RC: I actually think of the US companies as the third wave. The first wave was the licensed medical marijuana producers in Canada. Next, we saw entities in ancillary industries – extractors and alternative delivery systems are good examples. The third wave is clearly companies that have business interests in the United States and are ramping up to address the coming legalization for adult use in very large jurisdictions.
We speak to people in this industry on a regular basis and the numbers are mind-boggling.
California’s population is roughly that of Canada, and they are on a similar timeline as Canada to legalization.
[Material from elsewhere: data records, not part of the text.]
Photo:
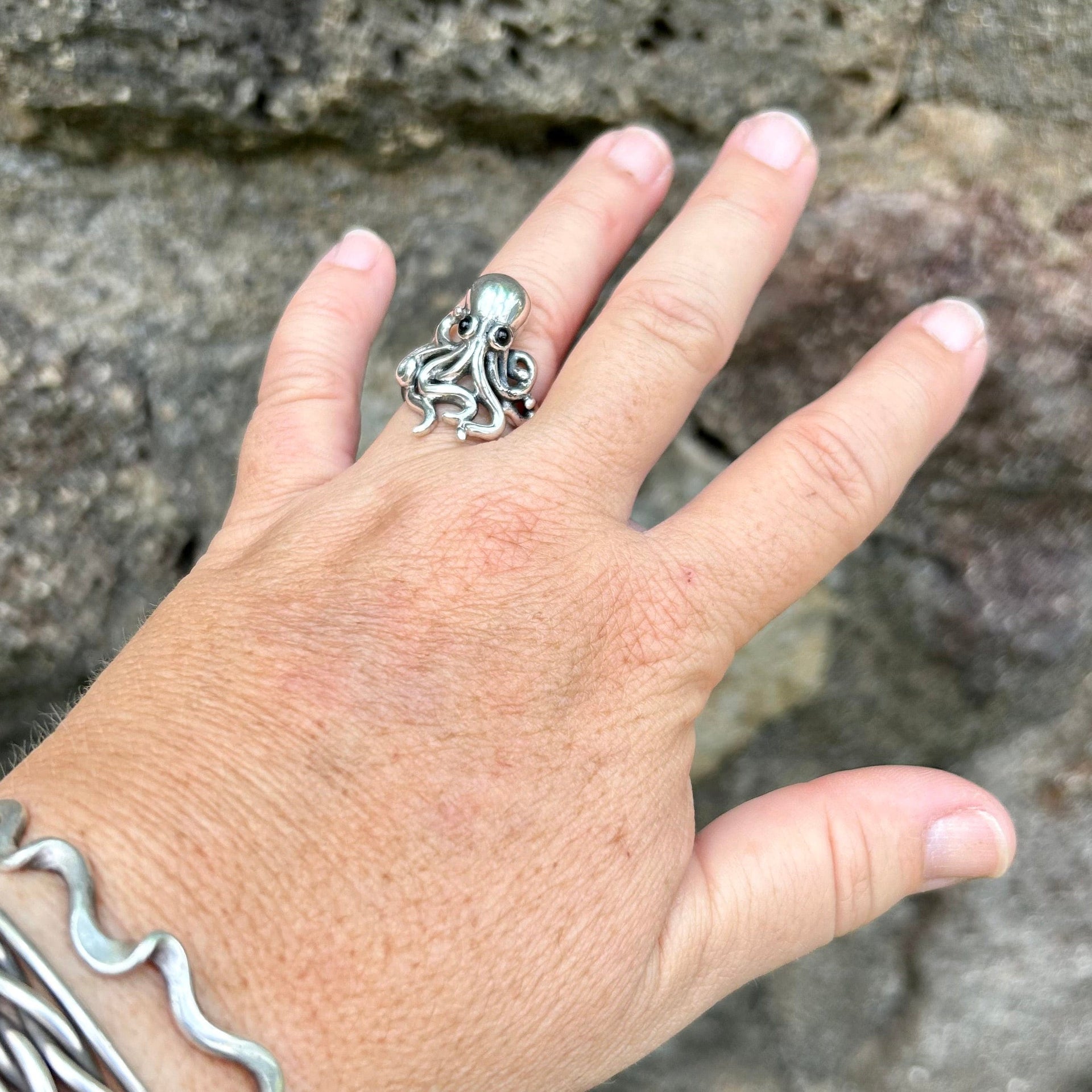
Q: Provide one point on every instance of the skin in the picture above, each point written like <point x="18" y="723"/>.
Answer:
<point x="404" y="760"/>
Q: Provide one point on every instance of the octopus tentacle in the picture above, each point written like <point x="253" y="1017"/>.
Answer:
<point x="486" y="396"/>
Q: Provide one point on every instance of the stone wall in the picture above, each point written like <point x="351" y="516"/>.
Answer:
<point x="167" y="174"/>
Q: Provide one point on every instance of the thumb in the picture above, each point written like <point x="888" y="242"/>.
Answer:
<point x="789" y="872"/>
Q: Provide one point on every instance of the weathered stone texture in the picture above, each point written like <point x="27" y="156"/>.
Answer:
<point x="167" y="174"/>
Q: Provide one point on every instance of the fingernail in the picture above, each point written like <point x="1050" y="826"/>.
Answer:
<point x="965" y="846"/>
<point x="642" y="153"/>
<point x="357" y="250"/>
<point x="777" y="138"/>
<point x="956" y="324"/>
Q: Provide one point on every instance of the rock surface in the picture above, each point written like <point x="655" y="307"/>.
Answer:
<point x="168" y="173"/>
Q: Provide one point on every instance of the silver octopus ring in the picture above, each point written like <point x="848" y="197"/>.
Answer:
<point x="471" y="365"/>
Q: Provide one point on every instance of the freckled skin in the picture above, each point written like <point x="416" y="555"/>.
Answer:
<point x="406" y="758"/>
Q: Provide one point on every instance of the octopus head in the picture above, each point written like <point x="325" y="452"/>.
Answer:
<point x="494" y="309"/>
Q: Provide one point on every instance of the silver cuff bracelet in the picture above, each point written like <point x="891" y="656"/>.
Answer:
<point x="46" y="1036"/>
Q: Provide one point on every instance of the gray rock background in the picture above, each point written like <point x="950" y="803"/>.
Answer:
<point x="167" y="174"/>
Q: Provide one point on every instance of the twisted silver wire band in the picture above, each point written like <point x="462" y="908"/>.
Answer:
<point x="46" y="1036"/>
<point x="110" y="957"/>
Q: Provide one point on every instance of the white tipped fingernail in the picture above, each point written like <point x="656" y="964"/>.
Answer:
<point x="967" y="845"/>
<point x="777" y="138"/>
<point x="954" y="322"/>
<point x="357" y="250"/>
<point x="642" y="153"/>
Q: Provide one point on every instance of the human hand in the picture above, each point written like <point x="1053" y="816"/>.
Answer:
<point x="417" y="729"/>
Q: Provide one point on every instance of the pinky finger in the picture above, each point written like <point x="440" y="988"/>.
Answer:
<point x="307" y="424"/>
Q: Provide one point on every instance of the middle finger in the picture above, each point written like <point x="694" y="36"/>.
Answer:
<point x="671" y="325"/>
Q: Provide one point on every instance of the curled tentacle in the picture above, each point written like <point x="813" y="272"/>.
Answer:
<point x="424" y="377"/>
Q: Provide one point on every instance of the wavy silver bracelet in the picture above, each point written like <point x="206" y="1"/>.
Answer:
<point x="47" y="1039"/>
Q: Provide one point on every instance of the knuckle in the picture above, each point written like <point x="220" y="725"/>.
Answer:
<point x="322" y="303"/>
<point x="853" y="884"/>
<point x="833" y="465"/>
<point x="682" y="318"/>
<point x="649" y="617"/>
<point x="751" y="212"/>
<point x="589" y="210"/>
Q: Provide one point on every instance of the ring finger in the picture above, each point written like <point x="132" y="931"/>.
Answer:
<point x="672" y="322"/>
<point x="565" y="251"/>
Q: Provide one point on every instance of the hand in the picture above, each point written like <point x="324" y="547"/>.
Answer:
<point x="406" y="759"/>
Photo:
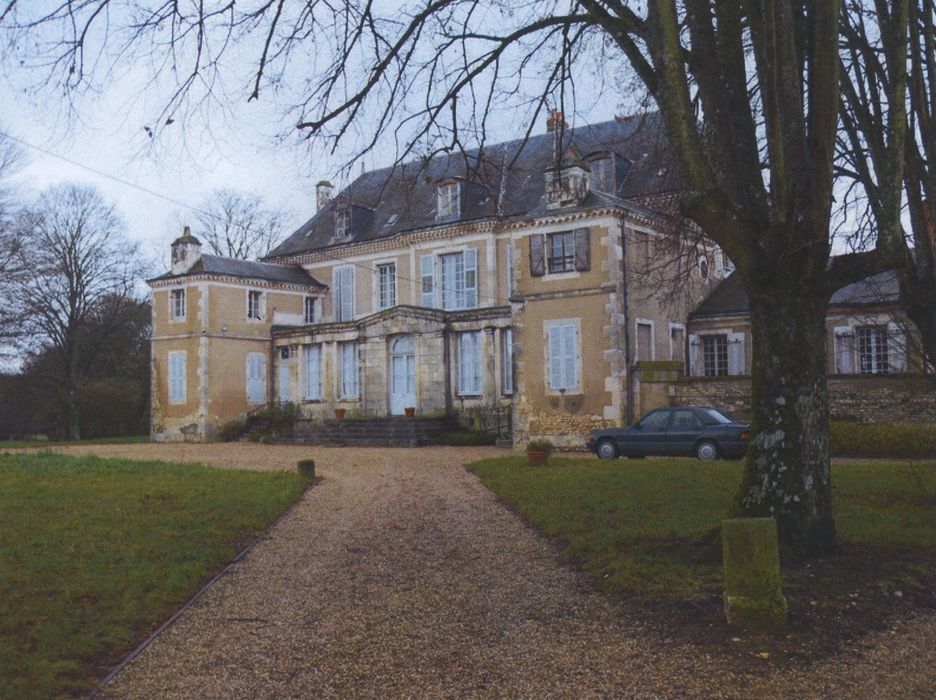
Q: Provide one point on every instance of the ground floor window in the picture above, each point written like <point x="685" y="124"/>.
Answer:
<point x="715" y="355"/>
<point x="873" y="353"/>
<point x="313" y="372"/>
<point x="469" y="363"/>
<point x="256" y="377"/>
<point x="177" y="376"/>
<point x="349" y="387"/>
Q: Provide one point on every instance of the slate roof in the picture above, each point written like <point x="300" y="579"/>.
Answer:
<point x="247" y="269"/>
<point x="511" y="172"/>
<point x="729" y="297"/>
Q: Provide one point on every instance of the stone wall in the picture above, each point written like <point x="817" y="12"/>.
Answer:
<point x="864" y="399"/>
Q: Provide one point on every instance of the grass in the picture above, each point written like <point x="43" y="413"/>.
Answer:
<point x="95" y="553"/>
<point x="124" y="440"/>
<point x="650" y="528"/>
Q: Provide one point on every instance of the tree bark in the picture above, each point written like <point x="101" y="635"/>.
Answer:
<point x="787" y="470"/>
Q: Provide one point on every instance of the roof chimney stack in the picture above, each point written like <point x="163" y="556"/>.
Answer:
<point x="323" y="192"/>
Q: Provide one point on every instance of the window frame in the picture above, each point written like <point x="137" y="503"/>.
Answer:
<point x="175" y="296"/>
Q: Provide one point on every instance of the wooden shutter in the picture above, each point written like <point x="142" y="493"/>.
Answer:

Cultivators there are looking to raise billions of dollars to build the operations necessary to supply the state’s legal market.
Given that one of the objectives of government policy in every jurisdiction is to displace the black market, it is critically important to the success of those policy directions to enable the legal market to meet the demand from the adult-use side.
It is fair to say that we have not seen anything yet in terms of how big this is going to become. There will be a steady stream of companies in this space with solid business plans looking to build out and meet the dawn of a significant new industry in North America.
Growing sectors
PM: Are there any market sectors right now that remind you of what cannabis felt like in 2014?
RC: In the sense that the legal cannabis market is one of the most significant new business opportunities to hit public capital in a long time, I can’t really say I sense anything up and coming of the same magnitude.
As I mentioned before, we see a lot of different stories getting funded, but I think we are going to continue to see the legal cannabis space driving a substantial percentage of our growth as we make our way through the rest of 2017.
Digital innovation at the CSE
PM: The infrastructure supporting securities trading and information exchange is predominantly digital these days. How has the CSE navigated the rapidly evolving digital landscape?
RC: There are a variety of things I would like to see happen faster than they are today.
One of them relates to information released by issuers, where I would like a more aggressive implementation in Canada of a protocol called XBRL (eXtensible Business Reporting Language). This basically refers to digitally tagging news and company filings with the regulator. The practical impact is that an analyst can download a company’s financial history directly into spreadsheets. At the present time, an analyst wanting to initiate coverage on a CSE company has to manually key its financial history into a spreadsheet.
To put it mildly, that is a massive time commitment, with significant potential for error involved.
I would really like to see the Canadian exchanges and regulators get together on a taxonomy of XBRL for reporting financial information for public companies in Canada. It has already been mandated for use in the United States.
We have also implemented a new trading system and a variety of new technologies around that system. Although it was a significant investment for us, the benefits have been immediate, including lower operating and data centre costs.
We don’t describe ourselves as a technology company but we do certainly avail ourselves of those tools in a significant way and they up our game from a customer service perspective while helping us to manage costs.